To validate a webhook in your handler, follow these steps:
  1. Retrieve the headers and body: Get the x-api-signature and x-api-timestamp from the request headers, and get the raw request body string.
  2. Recompute the signature: Use your secret and the received timestamp and body to compute the expected signature (using a function like generateSignature above).
  3. Compare signatures securely: Check if the computed signature matches the X-Api-Signature from the header. Use a constant-time comparison to avoid timing attacks.
  4. Check timestamp freshness: Verify that the timestamp from x-api-timestamp is recent (e.g., within the last few minutes). If it’s too old or far in the future, you may reject the request as a replay attempt.
  5. Process the webhook if valid: Only if the signature is valid and the timestamp is acceptable should you proceed to process the webhook (e.g., update your database or trigger other actions).

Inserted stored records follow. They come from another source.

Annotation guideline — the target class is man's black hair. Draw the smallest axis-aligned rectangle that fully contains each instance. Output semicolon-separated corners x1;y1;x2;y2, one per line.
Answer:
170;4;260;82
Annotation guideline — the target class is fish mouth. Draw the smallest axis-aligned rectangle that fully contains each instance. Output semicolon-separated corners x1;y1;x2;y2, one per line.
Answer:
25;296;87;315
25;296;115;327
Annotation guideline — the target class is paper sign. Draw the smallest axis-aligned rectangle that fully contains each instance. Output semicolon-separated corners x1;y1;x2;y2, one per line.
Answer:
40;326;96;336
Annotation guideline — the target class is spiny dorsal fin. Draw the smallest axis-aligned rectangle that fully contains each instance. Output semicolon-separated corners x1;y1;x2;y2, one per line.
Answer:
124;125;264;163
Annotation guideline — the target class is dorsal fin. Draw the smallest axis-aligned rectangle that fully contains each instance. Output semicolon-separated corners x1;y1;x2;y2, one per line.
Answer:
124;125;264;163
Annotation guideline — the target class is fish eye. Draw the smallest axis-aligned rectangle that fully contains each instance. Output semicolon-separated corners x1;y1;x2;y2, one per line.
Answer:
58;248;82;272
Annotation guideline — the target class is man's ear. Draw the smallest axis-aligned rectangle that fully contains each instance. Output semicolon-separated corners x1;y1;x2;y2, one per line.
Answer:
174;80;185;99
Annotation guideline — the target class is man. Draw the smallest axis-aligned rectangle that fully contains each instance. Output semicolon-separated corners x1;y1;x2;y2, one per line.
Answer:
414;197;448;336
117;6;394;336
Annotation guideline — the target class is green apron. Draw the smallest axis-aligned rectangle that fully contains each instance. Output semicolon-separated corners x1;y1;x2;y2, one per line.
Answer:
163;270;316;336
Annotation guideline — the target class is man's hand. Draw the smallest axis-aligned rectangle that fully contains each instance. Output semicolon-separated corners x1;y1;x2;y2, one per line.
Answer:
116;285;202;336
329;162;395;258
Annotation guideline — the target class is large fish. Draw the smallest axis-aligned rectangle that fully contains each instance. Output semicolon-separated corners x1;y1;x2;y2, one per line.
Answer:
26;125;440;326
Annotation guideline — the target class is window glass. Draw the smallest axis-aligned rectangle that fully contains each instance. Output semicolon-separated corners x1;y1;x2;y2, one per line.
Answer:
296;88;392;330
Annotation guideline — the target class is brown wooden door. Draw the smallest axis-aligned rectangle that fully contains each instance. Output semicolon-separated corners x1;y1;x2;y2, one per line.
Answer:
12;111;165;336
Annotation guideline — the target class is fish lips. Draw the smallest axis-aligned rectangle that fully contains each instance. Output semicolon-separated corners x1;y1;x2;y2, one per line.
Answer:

If verification fails, you should reject the request (e.g., respond with 4xx status) or ignore it.\
Below is an example implementation in TypeScript for validating the signature of a request: 
import * as crypto from "crypto";

const isValidSignature = (
  body: string,       // raw JSON string of the request body
  timestamp: string,  // timestamp string from X-Api-Timestamp header
  signature: string,  // hex string from X-Api-Signature header
  secret: string      // your webhook secret
): boolean => {
  const expectedSignature = generateSignature(body, timestamp, secret);
  // Use timing-safe comparison to avoid timing attack vulnerability
  const sigBuffer = Buffer.from(signature, "hex");
  const expectedSigBuffer = Buffer.from(expectedSignature, "hex");
  return (
    sigBuffer.length === expectedSigBuffer.length &&
    crypto.timingSafeEqual(sigBuffer, expectedSigBuffer)
  );
};

// Example usage in an Express.js route handler
app.post("/my-webhook-endpoint", express.raw({ type: "application/json" }), (req, res) => {
  const signature = req.header("x-api-signature");
  const timestamp = req.header("x-api-timestamp");
  const rawBody = req.body.toString(); // assuming body is kept as raw Buffer

  if (!signature || !timestamp || !isValidSignature(rawBody, timestamp, signature, WEBHOOK_SECRET)) {
    console.error("Invalid webhook signature – request possibly forged!");
    return res.sendStatus(400); // reject if signature doesn't match
  }

  // Optionally, also check the timestamp here for staleness
  const now = Date.now();
  const reqTime = Number(timestamp);
  if (isNaN(reqTime) || Math.abs(now - reqTime*1000) > 5 * 60 * 1000) {  // example: 5 minute tolerance
    console.error("Webhook timestamp outside of tolerance – possible replay attack!");
    return res.sendStatus(400);
  }

  // Signature is valid and timestamp is recent – process the webhook
  const event = JSON.parse(rawBody);
  handleWebhookEvent(event);
  res.sendStatus(200);
});
In the above example, generateSignature is the function defined in the previous section. We compare the signatures using crypto.timingSafeEqual which helps prevent timing attacks by making sure the comparison takes the same amount of time regardless of how much of the string matches. We also ensure the buffers are of equal length before comparing (as a safety check).